Setting expectations for a strong-willed child is challenging.
You want to let her know what you expect of her (i.e. your perception of what it means to be a decent human being in this world!) but the simple act of telling her what you want her to do has the opposite effect.
Instead of instilling values and morals within her, your attempt to tell her how you expect her to act can actually fuel her desire to argue, defy, and basically do the opposite of what you’ve asked her.
And then a vicious cycle begins…
You tell her what to do; she defies it.
Others gawk and comment about how you need to just “show her who’s boss!”
You’re afraid to, but you’re also feeling judged so maybe you just do it, so people don’t think you’re a terrible mother who lets her daughter walk all over her.
You push back; she fights back harder.
This started as a simple goal to teach your daughter the values you hope to instill within her and turned in to yet another power struggle where little to no focus was on moral values (especially if people heard the thoughts screaming through your mind right at that moment!)
So often, the misconception is that a strong-willed child isn’t complying with a direction because the parent isn’t disciplining the child enough (i.e. showing the child who’s boss).
The misbehavior is misconstrued as a parenting problem when in fact it’s not about that at all. It’s about the child’s personality and the fact that the child’s personality and the parent’s expectations (and subsequent reactions) are not a good fit.
If I do have to place any blame on parenting (which as a parent who often feels blamed myself, I really try not to do!), I would argue that showing the child “who’s boss” is one of the worst things to do in this situation.
Demanding compliance in every situation just backs a strong-willed child into a corner. At some point, she’s going to come out swinging!
Showing a strong-willed #child 'who's the boss' can be one of the worst responses to strong willed behavior Click To Tweet
So how do you teach your strong-willed child the ways of the world if you can’t do it by just telling her what you want her to do?
In my practice, I encourage parents to set what I call “baseline expectations.”
Baseline Expectations VS. Micromanaging Expectations
I encourage parents of strong-willed children to get used to setting smaller expectations.
When I say smaller, I don’t mean that I want you to compromise on your morals. This isn’t transitioning from “We are kind to other people” to “Well, I guess she’s strong-willed so she can treat people however she wants, because who’s going to stop her?!”
This is NOT what I mean by smaller expectations at all.
Instead, what I mean is that I know you have an idea of exactly what you want her to do and you know exactly how she can accomplish it.
You’re smart; you’ve been around the block a time or two and you know how to handle this situation. But she wants to learn it for herself; she doesn’t want your answers, she wants to figure it out on her own.
The more you push for your way, the more she pushes for her way (or any other way besides your way) because she isn’t being given the chance to explore options and make the right choice for her.
She doesn’t necessarily think your way is wrong, but she wants to know that you respect and value her ability to make decisions and arrive at her own conclusions (even if they differ from yours).
Setting baseline expectations for a strong-willed child means you set the main idea or moral value, but you leave it up to her how she plans to implement that expectation.
She learns the general idea and then has to put in the hard work to figure out how she can meet that expectation with her skills and personality.
Setting baseline expectations helps you to encourage the main goal of the expectation (getting work done by the time it’s due is important; eating healthy is important) without micromanaging every aspect of the task.
It helps you to still teach her how to be a decent human being, but lets her decide how she wants to go about being the decent human being you want her to be!
Here are some examples of where you might be getting caught in the trap of micromanaging with your expectations, where setting baseline expectations might be more appropriate:
|Baseline Expectations||Micromanaging Expectations|
|It’s important that you finish your homework before school tomorrow. (When would you like to work on it?)||The first thing you must do when you come home is do your homework.

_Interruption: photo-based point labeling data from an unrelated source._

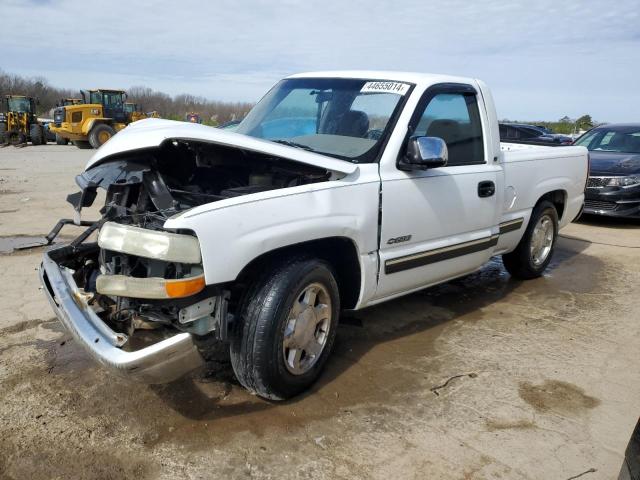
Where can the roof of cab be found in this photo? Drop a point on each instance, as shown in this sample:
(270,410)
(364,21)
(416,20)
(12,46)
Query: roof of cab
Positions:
(412,77)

You must do homework here at the kitchen table where I can see you.
Do your math first, because that’s more important than your art project.
|Before it’s time to lay down for bed, we need to have a snack, brush teeth, put on pajamas, and get our stuff ready for school tomorrow. (We have to brush teeth sometime after having snack. What should we do first? And then what’s next? Etc. )||Bedtime is around the corner so you need to have a snack…we’re having apples tonight.

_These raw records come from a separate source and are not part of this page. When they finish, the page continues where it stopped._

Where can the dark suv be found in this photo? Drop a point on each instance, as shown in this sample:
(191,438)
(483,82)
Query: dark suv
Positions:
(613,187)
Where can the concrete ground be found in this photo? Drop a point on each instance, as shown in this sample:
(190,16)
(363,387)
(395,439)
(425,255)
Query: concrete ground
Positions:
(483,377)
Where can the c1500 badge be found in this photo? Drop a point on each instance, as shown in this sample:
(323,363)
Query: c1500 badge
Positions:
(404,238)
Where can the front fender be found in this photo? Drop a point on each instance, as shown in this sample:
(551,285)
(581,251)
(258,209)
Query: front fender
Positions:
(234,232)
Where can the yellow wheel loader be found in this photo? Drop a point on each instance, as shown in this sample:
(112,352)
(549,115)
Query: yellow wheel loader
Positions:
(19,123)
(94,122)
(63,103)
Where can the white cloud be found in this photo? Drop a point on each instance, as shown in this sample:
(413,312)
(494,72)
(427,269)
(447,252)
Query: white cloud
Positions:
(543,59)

Now that you’re done with snack, brush your teeth.
No, we are not putting pajamas on first and then brushing teeth, it makes sense to do it in this order.

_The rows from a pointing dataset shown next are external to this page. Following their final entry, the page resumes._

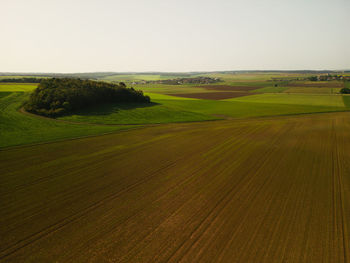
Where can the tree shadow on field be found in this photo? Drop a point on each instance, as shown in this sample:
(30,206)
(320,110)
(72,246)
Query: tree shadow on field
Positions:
(110,108)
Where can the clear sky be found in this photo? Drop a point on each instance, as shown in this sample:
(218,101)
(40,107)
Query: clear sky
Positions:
(177,35)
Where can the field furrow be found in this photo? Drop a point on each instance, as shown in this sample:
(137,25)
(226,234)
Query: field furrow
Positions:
(260,190)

Well, you wasted all of your story time with that ‘pajamas-before-brushing-teeth-nonsense’ so now we only get to have one story and I’m going to pick it because we don’t have enough time.
|It’s important that we have fruits and vegetables at every meal. (Which fruit should we have tonight? Which vegetable do you think goes with chicken and rice?)||Tonight, we’re having chicken and rice with broccoli and apples. I know you don’t like broccoli, but you need to learn how to try things you don’t like. You’re not leaving the table until you’ve eaten at least 3 bites.|
In reality, setting baseline expectations is much simpler than setting micromanaging expectations.
However, since parents are so used to giving commands to their kids, it can be hard to transition from an overly-involved-expectation-setter to one who allows your child the freedom to understand the expectation at a deeper level.